Addressing the current issue of passing a regex to awk
, due to various issues with escape sequences it's usually easier to deal with variables instead of hard-coded regex patterns, combined with testing the entire line ($0
) against the pattern (~ pattern_variable
), eg:
string='"name": "Bash scripting cheatsheet",'
string2='"url": "https://devhints.io/bash"'
pattern='"([^"]*)".*"([^"]*)"'
$ awk -v ptn="${pattern}" -F'"' '$0 ~ ptn {print $2}' <<< "${string}"
"Bash
$ awk -v ptn="${pattern}" '$0 ~ ptn {print $2}' <<< "${string2}"
"https://devhints.io/bash"
OK, so we got awk
working with the regex but we're not getting quite what we wanted because by default awk
uses white space as the default field delimiter. We can tell awk
to use the double quote as a delimiter, and knowing that the value we want is between the 2nd set of double quotes:
$ awk -v ptn="${pattern}" -F'"' '$0 ~ ptn {print $4}' <<< "${string}"
Bash scripting cheatsheet
$ awk -v ptn="${pattern}" -F'"' '$0 ~ ptn {print $4}' <<< "${string2}"
https://devhints.io/bash
'course, this requires spawning a subprocess each time we want to parse a string.

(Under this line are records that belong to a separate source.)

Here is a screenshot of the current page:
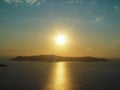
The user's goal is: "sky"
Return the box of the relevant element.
[0,0,120,58]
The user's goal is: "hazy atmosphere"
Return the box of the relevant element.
[0,0,120,58]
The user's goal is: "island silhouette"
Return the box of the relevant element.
[11,55,108,62]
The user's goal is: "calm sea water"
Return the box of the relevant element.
[0,59,120,90]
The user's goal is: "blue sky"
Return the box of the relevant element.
[0,0,120,57]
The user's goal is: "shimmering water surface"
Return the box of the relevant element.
[0,59,120,90]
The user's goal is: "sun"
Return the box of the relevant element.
[56,34,66,45]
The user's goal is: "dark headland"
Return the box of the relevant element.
[0,64,8,67]
[11,55,108,62]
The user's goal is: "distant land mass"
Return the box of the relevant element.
[11,55,108,62]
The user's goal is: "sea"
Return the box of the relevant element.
[0,58,120,90]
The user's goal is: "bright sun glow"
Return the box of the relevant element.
[56,34,66,45]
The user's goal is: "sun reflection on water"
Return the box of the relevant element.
[46,62,70,90]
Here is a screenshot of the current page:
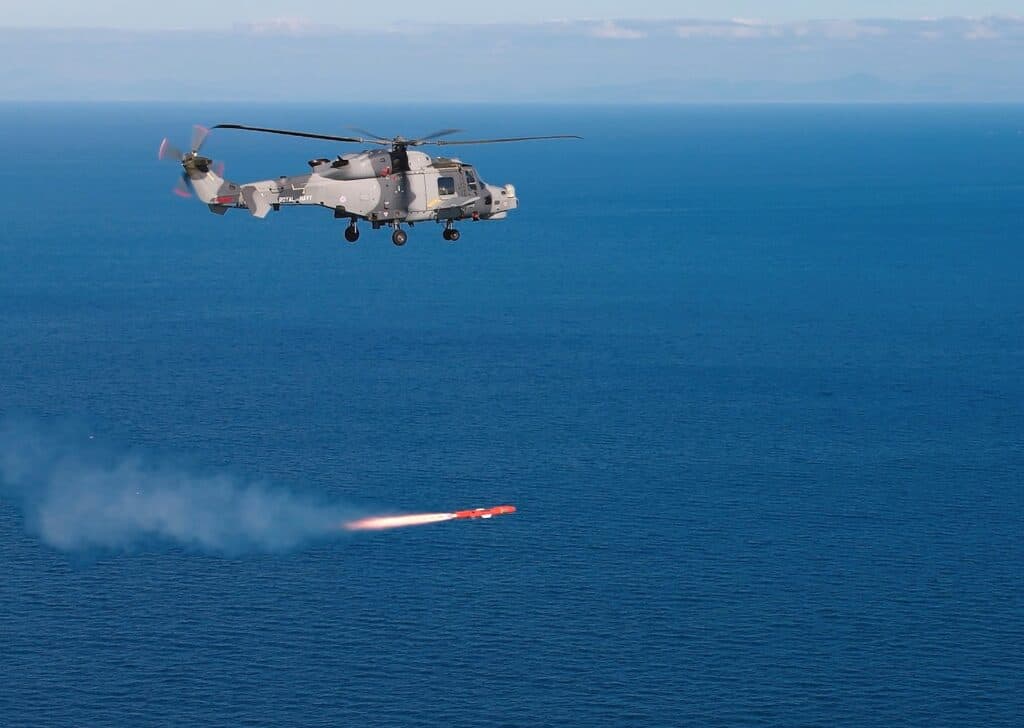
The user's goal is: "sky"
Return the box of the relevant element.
[0,0,1024,30]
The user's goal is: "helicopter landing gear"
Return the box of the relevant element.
[441,220,462,243]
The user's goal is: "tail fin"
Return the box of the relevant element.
[181,157,240,207]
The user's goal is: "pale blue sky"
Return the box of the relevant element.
[0,0,1024,29]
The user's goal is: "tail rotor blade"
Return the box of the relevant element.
[157,139,185,162]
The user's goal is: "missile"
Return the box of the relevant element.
[455,506,515,520]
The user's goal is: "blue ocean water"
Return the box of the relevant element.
[0,104,1024,726]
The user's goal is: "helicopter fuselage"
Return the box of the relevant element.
[185,149,519,233]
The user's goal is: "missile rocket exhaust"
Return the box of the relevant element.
[341,506,515,530]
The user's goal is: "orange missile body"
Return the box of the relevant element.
[455,506,515,519]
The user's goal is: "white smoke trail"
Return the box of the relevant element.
[0,423,349,555]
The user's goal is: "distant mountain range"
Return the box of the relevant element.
[0,17,1024,103]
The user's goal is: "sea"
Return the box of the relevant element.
[0,101,1024,727]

There are a few (better) ways to parse a string in bash
without the overhead of spawning subprocess calls ...
One idea using some basic bash
regex matching:
string='"name": "Bash scripting cheatsheet",'
string2='"url": "https://devhints.io/bash"'
pattern='"([^"]*)".*"([^"]*)"'
If bash
finds a match it will populate the BASH_REMATCH[]
array with info about the match(es), with each capture group (the part of the pattern inside a set of parens) making up a separate entry in the array.
Consider:
$ [[ "${string}" =~ ${pattern} ]] && string_name_match="${BASH_REMATCH[2]}"
$ typeset -p BASH_REMATCH string_name_match
declare -ar BASH_REMATCH=([0]="\"name\": \"Bash scripting cheatsheet\"" [1]="name" [2]="Bash scripting cheatsheet")
declare -- string_name_match="Bash scripting cheatsheet"
$ echo "${string_name_match}"
Bash scripting cheatsheet
$ [[ "${string2}" =~ ${pattern} ]] && string2_url_match="${BASH_REMATCH[2]}"
$ typeset -p BASH_REMATCH string2_url_match
declare -ar BASH_REMATCH=([0]="\"url\": \"https://devhints.io/bash\"" [1]="url" [2]="https://devhints.io/bash")
declare -- string2_url_match="https://devhints.io/bash"
$ echo "${string2_url_match}"
https://devhints.io/bash